Senate appropriators are readying a massive $60 billion aid package for states effected by Superstorm Sandy, which struck the East Coast at the end of October. Sources on the Hill tell Breitbart News that the full Senate is expected to take up the measure later this week, when it turns its attention to the pending Military Construction appropriation, which passed the House earlier this year. The disaster relief will be added as an amendment.
Sources expect a floor fight over amendments to at least partially offset the costs of the relief, but that these will be unsuccessful. One possible fight could be over a White House proposal to appropriate $15 billion of the relief, a quarter of the total aid, through the Community Development Block Grant Program. That program has extremely flexible guidelines for eligible projects and could fund efforts only tangentially related to Sandy.

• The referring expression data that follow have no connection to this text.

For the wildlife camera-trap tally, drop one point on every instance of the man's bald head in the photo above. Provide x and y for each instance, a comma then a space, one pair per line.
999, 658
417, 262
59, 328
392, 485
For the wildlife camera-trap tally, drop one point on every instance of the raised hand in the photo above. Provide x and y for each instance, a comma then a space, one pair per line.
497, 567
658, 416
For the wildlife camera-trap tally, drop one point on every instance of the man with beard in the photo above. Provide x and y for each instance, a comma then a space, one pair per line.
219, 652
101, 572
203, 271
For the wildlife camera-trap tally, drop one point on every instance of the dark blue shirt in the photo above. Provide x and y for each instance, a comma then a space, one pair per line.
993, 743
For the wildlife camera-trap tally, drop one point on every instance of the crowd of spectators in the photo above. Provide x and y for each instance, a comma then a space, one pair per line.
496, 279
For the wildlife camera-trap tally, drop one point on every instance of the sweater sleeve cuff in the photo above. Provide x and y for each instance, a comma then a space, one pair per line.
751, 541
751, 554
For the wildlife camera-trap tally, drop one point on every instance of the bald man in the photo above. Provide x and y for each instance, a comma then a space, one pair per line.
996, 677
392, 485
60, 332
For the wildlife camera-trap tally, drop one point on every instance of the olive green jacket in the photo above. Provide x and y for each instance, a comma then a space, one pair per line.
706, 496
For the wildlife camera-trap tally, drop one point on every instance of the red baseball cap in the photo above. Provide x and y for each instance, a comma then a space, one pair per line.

Next week, the House will likely take up the Senate version or request a conference to iron out specific details. Republicans on the Appropriations Committee have discussed, as an initial step, simply using the roughly $5 billion that remains in FEMA's disaster relief accounts. They could then revisit the matter next year if more aid is warranted.
It's a sensible position. And one that will remain on the table around 30 seconds after the Sandy Aid bill hits the House. With the holidays approaching, pressure on the House GOP to quickly pass a relief package will be enormous. It is unlikely they will make any real effort to offset the costs of the measure.